As for the immediate future with Happ, and whether he could pitch in the post-season, Huntington may have let it slip that Happ is in the plans for the NLDS rotation.
“He certainly has thrown the ball about as well as we could have expected and hoped for,” Huntington said. “We’re not done yet, and we’re hoping he’s got a handful of more gems out there for us to help us win the World Series.”
It would make sense to put Happ in the rotation, especially since he’s been the best starter on the team since the deadline. The alternatives would be Jeff Locke and Charlie Morton, and there’s no question Happ would be the better choice. He also has previous post-season experience to draw from, which is an advantage.
If today is Happ’s last start of the season — and it could be if they lose the Wild Card game — then he would have provided the best story of the year, in my personal opinion. It’s tough to make a call on a multi-year contract based on less than a dozen starts, but everything Happ has shown so far says that he’d be worth the consideration.
**Neal Huntington said before the game that Jung-ho Kang is doing great in his rehab.
“He wants to be out here with his teammates,” Huntington said. “He’s recovering as well as you can recover. It’s still early. He came out and visited his teammates, and they kept him engaged. He’s doing tremendously well. He’s frustrated. He’s anxious. He can’t wait to get back doing things again.”

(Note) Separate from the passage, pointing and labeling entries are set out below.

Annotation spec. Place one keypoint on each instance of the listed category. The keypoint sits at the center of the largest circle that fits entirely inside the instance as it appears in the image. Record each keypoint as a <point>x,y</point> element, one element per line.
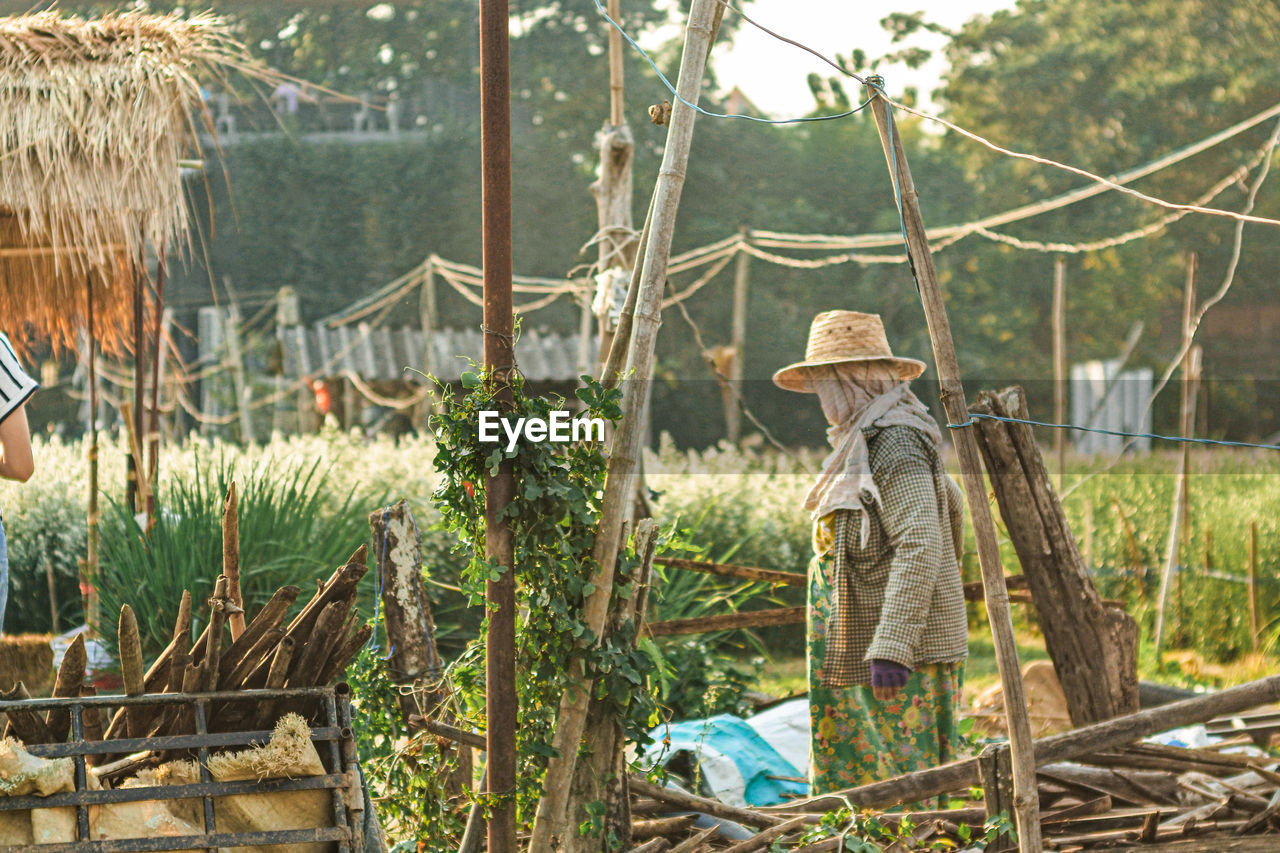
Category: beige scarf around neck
<point>855,396</point>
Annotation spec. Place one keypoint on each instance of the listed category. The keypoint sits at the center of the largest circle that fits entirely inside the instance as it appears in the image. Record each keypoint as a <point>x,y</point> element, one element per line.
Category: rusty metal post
<point>499,360</point>
<point>1025,801</point>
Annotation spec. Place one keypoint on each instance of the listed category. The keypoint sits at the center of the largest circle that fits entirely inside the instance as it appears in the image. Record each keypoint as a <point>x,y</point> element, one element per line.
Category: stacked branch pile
<point>310,649</point>
<point>1098,789</point>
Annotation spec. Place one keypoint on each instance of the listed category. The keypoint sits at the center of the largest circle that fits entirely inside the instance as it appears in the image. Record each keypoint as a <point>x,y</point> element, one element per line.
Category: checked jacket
<point>899,594</point>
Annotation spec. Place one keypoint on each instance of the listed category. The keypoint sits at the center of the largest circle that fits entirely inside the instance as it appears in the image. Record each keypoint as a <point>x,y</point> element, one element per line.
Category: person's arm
<point>16,389</point>
<point>16,459</point>
<point>909,512</point>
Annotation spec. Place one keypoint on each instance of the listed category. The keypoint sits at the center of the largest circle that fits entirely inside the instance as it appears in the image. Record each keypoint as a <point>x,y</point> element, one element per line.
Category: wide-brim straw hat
<point>840,337</point>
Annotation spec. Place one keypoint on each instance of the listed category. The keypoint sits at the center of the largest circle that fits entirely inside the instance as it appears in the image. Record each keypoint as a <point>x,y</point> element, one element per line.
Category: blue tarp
<point>725,739</point>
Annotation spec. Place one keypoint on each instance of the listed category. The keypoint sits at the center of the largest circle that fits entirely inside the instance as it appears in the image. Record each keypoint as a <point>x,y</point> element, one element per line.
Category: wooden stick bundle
<point>312,649</point>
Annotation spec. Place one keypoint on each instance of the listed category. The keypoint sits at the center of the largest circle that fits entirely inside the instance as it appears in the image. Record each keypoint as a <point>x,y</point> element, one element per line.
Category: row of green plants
<point>305,505</point>
<point>305,500</point>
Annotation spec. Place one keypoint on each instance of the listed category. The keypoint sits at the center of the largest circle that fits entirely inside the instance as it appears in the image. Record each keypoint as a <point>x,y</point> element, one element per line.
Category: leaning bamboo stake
<point>552,820</point>
<point>1025,798</point>
<point>259,638</point>
<point>1187,418</point>
<point>231,561</point>
<point>131,669</point>
<point>958,775</point>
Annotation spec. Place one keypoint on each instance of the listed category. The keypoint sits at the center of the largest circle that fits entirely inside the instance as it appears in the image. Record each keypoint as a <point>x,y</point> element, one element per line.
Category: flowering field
<point>731,505</point>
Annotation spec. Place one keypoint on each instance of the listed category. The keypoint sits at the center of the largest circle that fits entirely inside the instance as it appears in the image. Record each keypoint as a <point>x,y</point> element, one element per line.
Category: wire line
<point>974,416</point>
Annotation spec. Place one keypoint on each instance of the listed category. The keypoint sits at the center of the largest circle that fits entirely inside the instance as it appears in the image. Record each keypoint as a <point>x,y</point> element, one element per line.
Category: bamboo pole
<point>1176,525</point>
<point>1253,585</point>
<point>133,492</point>
<point>231,561</point>
<point>552,819</point>
<point>1060,366</point>
<point>499,360</point>
<point>737,342</point>
<point>1025,798</point>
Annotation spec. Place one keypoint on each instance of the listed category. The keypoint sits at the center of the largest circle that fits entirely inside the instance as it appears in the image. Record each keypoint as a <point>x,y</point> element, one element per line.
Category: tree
<point>1106,86</point>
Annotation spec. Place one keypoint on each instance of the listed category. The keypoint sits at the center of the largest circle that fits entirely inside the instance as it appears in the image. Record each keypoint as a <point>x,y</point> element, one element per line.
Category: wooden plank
<point>958,775</point>
<point>731,570</point>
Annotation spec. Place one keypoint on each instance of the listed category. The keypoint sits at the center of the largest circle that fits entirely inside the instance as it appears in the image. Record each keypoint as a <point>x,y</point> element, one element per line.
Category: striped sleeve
<point>16,384</point>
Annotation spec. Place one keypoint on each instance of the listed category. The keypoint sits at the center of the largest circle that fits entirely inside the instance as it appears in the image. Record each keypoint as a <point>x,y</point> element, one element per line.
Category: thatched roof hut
<point>94,119</point>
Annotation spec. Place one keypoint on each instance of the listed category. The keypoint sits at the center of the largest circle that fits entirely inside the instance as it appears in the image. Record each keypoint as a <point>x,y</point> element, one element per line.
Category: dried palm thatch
<point>94,119</point>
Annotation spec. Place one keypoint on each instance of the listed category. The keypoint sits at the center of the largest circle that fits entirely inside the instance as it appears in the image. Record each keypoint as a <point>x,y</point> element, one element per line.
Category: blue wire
<point>699,109</point>
<point>897,181</point>
<point>974,416</point>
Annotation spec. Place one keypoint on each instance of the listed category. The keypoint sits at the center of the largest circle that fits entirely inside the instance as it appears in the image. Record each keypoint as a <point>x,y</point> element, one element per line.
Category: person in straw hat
<point>887,634</point>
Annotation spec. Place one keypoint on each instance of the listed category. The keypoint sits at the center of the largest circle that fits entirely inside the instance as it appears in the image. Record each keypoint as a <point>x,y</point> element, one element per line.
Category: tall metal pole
<point>499,360</point>
<point>1185,422</point>
<point>995,592</point>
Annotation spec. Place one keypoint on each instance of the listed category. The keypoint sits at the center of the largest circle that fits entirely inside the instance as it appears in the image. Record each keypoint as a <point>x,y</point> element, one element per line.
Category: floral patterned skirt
<point>854,737</point>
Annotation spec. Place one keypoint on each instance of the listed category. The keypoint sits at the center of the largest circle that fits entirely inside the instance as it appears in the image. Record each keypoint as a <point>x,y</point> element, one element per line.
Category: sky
<point>772,73</point>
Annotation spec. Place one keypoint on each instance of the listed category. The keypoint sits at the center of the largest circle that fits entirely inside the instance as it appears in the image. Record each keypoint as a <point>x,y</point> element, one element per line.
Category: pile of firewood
<point>1147,797</point>
<point>311,649</point>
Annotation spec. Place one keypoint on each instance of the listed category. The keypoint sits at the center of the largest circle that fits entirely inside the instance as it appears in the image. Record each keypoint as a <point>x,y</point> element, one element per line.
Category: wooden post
<point>499,361</point>
<point>1025,798</point>
<point>231,561</point>
<point>958,775</point>
<point>602,775</point>
<point>1060,366</point>
<point>995,771</point>
<point>94,507</point>
<point>152,430</point>
<point>553,810</point>
<point>133,455</point>
<point>1093,647</point>
<point>1255,616</point>
<point>737,343</point>
<point>1187,416</point>
<point>1088,534</point>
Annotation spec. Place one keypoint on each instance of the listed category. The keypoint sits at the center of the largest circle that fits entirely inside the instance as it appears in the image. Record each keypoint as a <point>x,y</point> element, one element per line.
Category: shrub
<point>291,532</point>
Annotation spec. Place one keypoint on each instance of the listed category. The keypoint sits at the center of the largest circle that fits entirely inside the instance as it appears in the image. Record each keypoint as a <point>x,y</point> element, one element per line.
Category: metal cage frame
<point>334,740</point>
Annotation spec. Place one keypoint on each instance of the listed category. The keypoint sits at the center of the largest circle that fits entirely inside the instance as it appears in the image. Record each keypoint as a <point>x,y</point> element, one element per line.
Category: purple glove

The Pirates are still working through whether Kang will join the team on Wednesday for the Wild Card game, although that could be a challenge, depending on his health.

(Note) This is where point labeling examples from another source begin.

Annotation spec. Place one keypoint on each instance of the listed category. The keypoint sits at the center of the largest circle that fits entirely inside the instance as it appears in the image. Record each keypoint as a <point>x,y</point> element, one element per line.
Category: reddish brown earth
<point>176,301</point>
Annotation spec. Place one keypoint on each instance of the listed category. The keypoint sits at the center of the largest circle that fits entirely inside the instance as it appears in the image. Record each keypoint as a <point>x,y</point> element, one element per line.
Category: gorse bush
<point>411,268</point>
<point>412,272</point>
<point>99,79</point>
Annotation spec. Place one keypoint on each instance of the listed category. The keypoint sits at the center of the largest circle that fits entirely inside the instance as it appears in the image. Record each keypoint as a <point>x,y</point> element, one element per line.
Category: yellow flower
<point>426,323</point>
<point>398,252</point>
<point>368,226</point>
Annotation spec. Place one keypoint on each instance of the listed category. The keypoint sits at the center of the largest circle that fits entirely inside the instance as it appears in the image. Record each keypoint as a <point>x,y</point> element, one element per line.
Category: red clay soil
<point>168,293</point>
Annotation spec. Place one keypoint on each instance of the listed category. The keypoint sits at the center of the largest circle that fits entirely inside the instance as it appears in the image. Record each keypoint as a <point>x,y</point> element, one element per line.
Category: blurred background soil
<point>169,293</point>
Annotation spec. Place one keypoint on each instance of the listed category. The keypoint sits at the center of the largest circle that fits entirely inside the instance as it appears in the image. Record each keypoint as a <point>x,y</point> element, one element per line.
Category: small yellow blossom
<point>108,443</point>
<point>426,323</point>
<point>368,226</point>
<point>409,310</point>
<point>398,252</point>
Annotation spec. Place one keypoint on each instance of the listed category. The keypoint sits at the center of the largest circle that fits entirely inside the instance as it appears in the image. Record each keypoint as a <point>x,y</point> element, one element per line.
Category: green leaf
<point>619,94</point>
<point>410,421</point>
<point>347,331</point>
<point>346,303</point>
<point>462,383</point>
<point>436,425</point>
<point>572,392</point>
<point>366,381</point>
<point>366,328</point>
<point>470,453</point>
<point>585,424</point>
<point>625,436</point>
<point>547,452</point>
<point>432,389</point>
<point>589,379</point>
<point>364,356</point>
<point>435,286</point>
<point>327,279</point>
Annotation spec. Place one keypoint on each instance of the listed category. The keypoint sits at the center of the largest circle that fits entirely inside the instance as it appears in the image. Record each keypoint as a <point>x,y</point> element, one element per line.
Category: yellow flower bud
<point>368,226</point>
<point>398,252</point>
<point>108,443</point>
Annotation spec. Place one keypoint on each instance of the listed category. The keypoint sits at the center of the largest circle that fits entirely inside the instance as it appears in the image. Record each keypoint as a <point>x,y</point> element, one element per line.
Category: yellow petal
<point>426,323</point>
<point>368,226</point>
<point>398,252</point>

“He’s wanted to be here, it’s just a matter of does it make sense for him health-wise and medically,” Huntington said.
There is also the issue of Kang going home to Korea over the off-season, versus staying in Pittsburgh for his rehab. Huntington said that they’ll find time for him to go home, but that this would be another challenge, as each step of the rehab process provides different areas to work on.
**Huntington didn’t tip his hand on the off-season work, but did say that the team has a good core in place, which will lead to some challenging decisions.

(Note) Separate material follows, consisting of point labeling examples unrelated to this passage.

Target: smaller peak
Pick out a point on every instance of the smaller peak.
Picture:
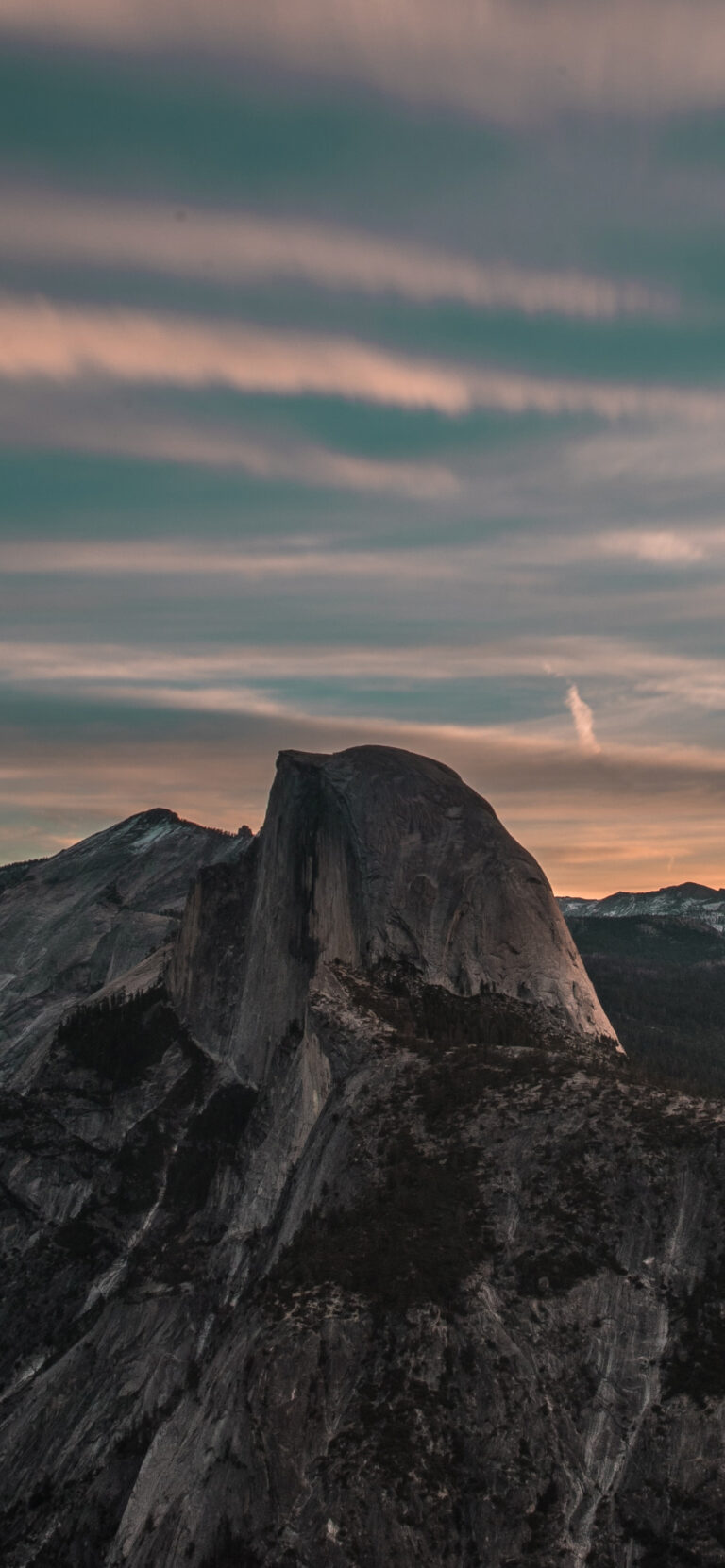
(149, 819)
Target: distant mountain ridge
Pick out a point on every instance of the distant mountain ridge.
(684, 902)
(352, 1241)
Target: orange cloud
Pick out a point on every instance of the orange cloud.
(64, 343)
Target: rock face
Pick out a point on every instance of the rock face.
(82, 919)
(339, 1259)
(376, 858)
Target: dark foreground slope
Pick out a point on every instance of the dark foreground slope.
(438, 1283)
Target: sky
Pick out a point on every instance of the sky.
(362, 380)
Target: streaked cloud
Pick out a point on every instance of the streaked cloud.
(594, 821)
(507, 58)
(584, 722)
(663, 547)
(116, 431)
(64, 343)
(244, 248)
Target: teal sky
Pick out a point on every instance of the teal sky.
(362, 378)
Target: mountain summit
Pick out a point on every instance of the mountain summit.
(343, 1236)
(376, 858)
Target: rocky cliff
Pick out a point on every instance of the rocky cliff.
(372, 859)
(362, 1247)
(82, 919)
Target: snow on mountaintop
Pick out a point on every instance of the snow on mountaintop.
(78, 921)
(683, 902)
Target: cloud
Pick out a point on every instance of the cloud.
(244, 248)
(66, 343)
(589, 819)
(113, 431)
(509, 59)
(661, 547)
(627, 665)
(584, 722)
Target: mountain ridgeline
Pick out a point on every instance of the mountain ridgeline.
(338, 1231)
(658, 963)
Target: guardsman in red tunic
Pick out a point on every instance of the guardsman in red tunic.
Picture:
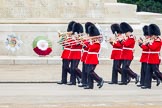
(116, 54)
(154, 47)
(144, 57)
(85, 44)
(127, 55)
(75, 53)
(92, 58)
(65, 55)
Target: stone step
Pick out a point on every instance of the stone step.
(55, 60)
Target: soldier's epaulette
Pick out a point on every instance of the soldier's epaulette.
(131, 36)
(158, 39)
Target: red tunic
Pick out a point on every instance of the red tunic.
(117, 51)
(92, 56)
(128, 46)
(66, 51)
(75, 52)
(154, 52)
(145, 53)
(85, 51)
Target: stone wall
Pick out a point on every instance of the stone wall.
(32, 18)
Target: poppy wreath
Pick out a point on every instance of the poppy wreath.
(13, 42)
(42, 46)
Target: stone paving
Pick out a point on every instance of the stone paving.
(51, 95)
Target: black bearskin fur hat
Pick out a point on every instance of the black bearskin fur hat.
(125, 27)
(154, 30)
(145, 30)
(70, 26)
(77, 28)
(93, 31)
(87, 24)
(115, 28)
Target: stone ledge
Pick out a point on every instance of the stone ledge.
(56, 60)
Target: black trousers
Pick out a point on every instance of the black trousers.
(116, 68)
(65, 69)
(74, 71)
(126, 71)
(149, 74)
(92, 75)
(84, 77)
(143, 72)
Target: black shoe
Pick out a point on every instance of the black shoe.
(61, 82)
(101, 83)
(87, 87)
(129, 79)
(137, 79)
(82, 85)
(157, 82)
(122, 83)
(139, 85)
(70, 83)
(78, 80)
(112, 83)
(144, 87)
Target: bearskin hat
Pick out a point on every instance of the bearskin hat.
(145, 30)
(77, 28)
(93, 31)
(87, 24)
(154, 30)
(115, 28)
(70, 26)
(125, 27)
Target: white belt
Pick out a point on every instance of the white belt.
(85, 51)
(150, 52)
(75, 49)
(67, 48)
(128, 48)
(92, 53)
(117, 49)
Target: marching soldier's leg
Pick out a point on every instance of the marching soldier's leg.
(73, 73)
(90, 79)
(65, 70)
(148, 77)
(124, 73)
(157, 74)
(143, 72)
(131, 73)
(98, 79)
(84, 76)
(77, 71)
(115, 72)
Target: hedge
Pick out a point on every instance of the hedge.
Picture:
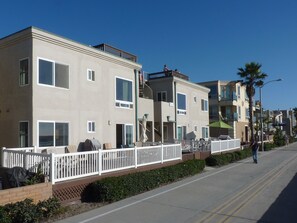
(27, 212)
(223, 159)
(112, 189)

“We still love the core,” Huntington said. “We’re going to have some challenging decisions to make this off-season, as we had last off-season, as I hope every off-season that we’re here. We do like our core, and we believe that we can continue to progress.”
**Today all of the games started at 3:05 PM EST, which means that no team had an advantage of knowing ahead of time whether their game would matter for the playoffs. In the Pirates’ case, they need a win or a Cubs loss to clinch home field in the Wild Card game. The Cubs went up early, taking a 3-0 lead, while the Pirates went up 1-0 in the first inning, with Happ dealing a strong frame.
“I think playing every game at the same time puts us all on even footing,” Huntington said. “The Cubs can go about it differently if they played now or later than we did.”
**Clint Hurdle on Bobby LaFromboise, and what he’s done differently this year:
“I think getting an opportunity, getting out of an organization where opportunity left, getting a new opportunity. Getting involved last year helped his confidence. Pitched a few games at this level, had some challenges in the offseason, and the spring wasn’t what he wanted, but he kept a good mindset about it, about working and getting better. And he had a very solid Triple-A campaign. Command got a little bit better. Tightness and the spin of the slider got a little bit better. Started to throw his changeup more to right-handers, that got a little bit better. So the combination of experience, maybe want, desire, and knowing that he scratched the surface and got a foot in the door, wanted to get more, I’ve seen it happen with players before.”